Irish art historian, writer, curator and archivist

Virginia Teehan is an Irish art historian, writer, curator and archivist who has led the Irish Heritage Council (An Comhairle Oidhreachta) since January 2019. She was elected a member of the Royal Irish Academy in 2022.

She grew up in Kilkenny, and studied at University College Cork (UCC) where she attained an bachelor's degree in arts, and later at Trinity College Dublin where she earned a Master of Philosophy. She is a qualified archivist and former Chair of the Archives and Records Association Ireland. In that capacity she is credited as having successfully lobbied for the introduction of legislation to protect local authority archives. In 2018 Teehan completed an MBA (University College Cork). She has acted as director of Cultural Projects at UCC, and as director of the Hunt Museum in Limerick.

During her time at the Hunt Museum Teehan successfully led the organization through a government enquiry established following an allegation made by the Simon Wiesenthal Centre Paris that items from the Hunt collection were looted during the Nazi era. Teehan established a major provenance research project which proved ultimately that the allegations were unfounded. She was appointed by minister Síle de Valera to the board of the Heritage Council from 2000–05 and was reaffirmed until 2008. She was appointed to the Board of the National Museum of Ireland in 2016.

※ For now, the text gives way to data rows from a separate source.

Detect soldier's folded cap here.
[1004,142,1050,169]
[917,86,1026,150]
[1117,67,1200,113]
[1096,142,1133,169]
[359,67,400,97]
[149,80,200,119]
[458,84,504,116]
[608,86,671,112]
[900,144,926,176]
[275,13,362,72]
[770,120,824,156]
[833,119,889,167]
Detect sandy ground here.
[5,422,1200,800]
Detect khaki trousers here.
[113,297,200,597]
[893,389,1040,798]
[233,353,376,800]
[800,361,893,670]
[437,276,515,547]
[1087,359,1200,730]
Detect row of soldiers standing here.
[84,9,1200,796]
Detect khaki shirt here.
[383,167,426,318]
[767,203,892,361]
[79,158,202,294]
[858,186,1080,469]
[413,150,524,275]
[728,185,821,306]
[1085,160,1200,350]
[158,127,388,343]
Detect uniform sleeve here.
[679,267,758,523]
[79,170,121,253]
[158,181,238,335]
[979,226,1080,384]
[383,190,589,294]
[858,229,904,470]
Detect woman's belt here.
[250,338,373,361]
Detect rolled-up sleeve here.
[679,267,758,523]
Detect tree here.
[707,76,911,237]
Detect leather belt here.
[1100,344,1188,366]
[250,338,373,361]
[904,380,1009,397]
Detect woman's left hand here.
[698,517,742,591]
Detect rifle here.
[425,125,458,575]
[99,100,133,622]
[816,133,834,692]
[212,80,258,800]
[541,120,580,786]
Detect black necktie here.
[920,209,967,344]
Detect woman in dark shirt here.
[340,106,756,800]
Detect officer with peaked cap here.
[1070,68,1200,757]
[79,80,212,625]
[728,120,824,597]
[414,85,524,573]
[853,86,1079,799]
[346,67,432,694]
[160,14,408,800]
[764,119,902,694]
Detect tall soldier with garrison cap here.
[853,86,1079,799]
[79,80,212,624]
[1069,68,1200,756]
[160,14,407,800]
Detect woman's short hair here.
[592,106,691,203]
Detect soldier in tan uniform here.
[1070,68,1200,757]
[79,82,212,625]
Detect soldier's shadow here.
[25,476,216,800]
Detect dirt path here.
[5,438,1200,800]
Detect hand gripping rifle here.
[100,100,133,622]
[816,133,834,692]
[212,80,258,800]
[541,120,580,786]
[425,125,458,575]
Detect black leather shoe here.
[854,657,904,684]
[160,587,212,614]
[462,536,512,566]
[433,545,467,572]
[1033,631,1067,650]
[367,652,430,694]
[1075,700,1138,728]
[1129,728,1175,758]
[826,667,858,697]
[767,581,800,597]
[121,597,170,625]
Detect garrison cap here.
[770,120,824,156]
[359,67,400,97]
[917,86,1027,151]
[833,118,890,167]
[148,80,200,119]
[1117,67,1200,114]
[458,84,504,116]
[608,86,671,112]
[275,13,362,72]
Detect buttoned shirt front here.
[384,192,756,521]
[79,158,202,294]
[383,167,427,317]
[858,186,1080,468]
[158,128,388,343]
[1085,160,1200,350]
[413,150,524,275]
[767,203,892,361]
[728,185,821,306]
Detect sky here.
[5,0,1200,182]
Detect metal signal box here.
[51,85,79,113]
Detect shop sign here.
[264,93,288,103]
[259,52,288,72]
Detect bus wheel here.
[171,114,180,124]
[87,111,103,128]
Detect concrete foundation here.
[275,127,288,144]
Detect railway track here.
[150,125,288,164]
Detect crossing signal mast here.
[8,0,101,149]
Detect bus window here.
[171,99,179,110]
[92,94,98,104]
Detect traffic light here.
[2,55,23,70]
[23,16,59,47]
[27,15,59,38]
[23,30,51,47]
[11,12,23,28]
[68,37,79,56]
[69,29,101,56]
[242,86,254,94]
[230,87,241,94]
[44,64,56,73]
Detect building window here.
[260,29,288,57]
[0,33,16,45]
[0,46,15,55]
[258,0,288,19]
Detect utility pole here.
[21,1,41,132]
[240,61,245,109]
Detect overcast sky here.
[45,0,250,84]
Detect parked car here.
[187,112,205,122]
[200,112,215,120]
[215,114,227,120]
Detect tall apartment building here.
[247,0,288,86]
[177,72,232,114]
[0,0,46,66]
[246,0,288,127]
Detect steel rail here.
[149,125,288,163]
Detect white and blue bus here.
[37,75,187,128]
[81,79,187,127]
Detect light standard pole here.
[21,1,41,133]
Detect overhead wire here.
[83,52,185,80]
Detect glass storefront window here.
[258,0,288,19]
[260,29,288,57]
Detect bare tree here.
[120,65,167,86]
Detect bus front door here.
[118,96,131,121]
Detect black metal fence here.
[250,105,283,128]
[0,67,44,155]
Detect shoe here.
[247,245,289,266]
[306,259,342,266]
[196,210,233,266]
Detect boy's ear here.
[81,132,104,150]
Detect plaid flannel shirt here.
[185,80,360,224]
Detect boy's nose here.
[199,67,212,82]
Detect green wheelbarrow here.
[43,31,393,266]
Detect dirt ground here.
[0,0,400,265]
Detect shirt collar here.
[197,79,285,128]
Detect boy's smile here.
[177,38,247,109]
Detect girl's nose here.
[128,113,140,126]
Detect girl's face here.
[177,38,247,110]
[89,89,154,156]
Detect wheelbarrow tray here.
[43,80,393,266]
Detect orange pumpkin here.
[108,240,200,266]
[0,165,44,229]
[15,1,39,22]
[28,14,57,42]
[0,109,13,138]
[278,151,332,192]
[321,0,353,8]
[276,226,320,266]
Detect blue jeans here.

Teehan has written extensively on the history and artworks of the Honan Chapel in UCC, as well as on fine and decorative arts, and cultural management, including monographs on Ogham inscriptions, Seán Keating, Louis le Brocquy and Jack B. Yeats.

==Selected publications==
===Books===
- Sean Keating: In Focus. Associated Editions, 2009. ISBN 978-1-9064-2904-1
- Louis Le Brocquy Allegory and Legend. Hunt Museum, 2006. ISBN 978-0-9520-9225-4
- The Honan Chapel: A Golden Vision (with Elizabeth Heckett). Cork University Press, 2005. ISBN 978-1-8591-8346-5
- The Ogam Stones at University College Cork (with Damian McManus). Cork University Press, 2005. ASIN: B00FBBG3L8
- Jack B. Yeats: Master of Ceremonies. Hunt Museum, 2004. ISBN 978-0-952-09222-3
- Provision of Genealogical Services in Ireland. The Heritage Council, 2000. ISBN 978-1901-1372-17

===Journals===
- "Celtic renaissance". Irish Arts Review, volume 33, issue 1, 2016.
- "Raqqan bowl". Irish Arts Review, volume 26, issue 2, 2009.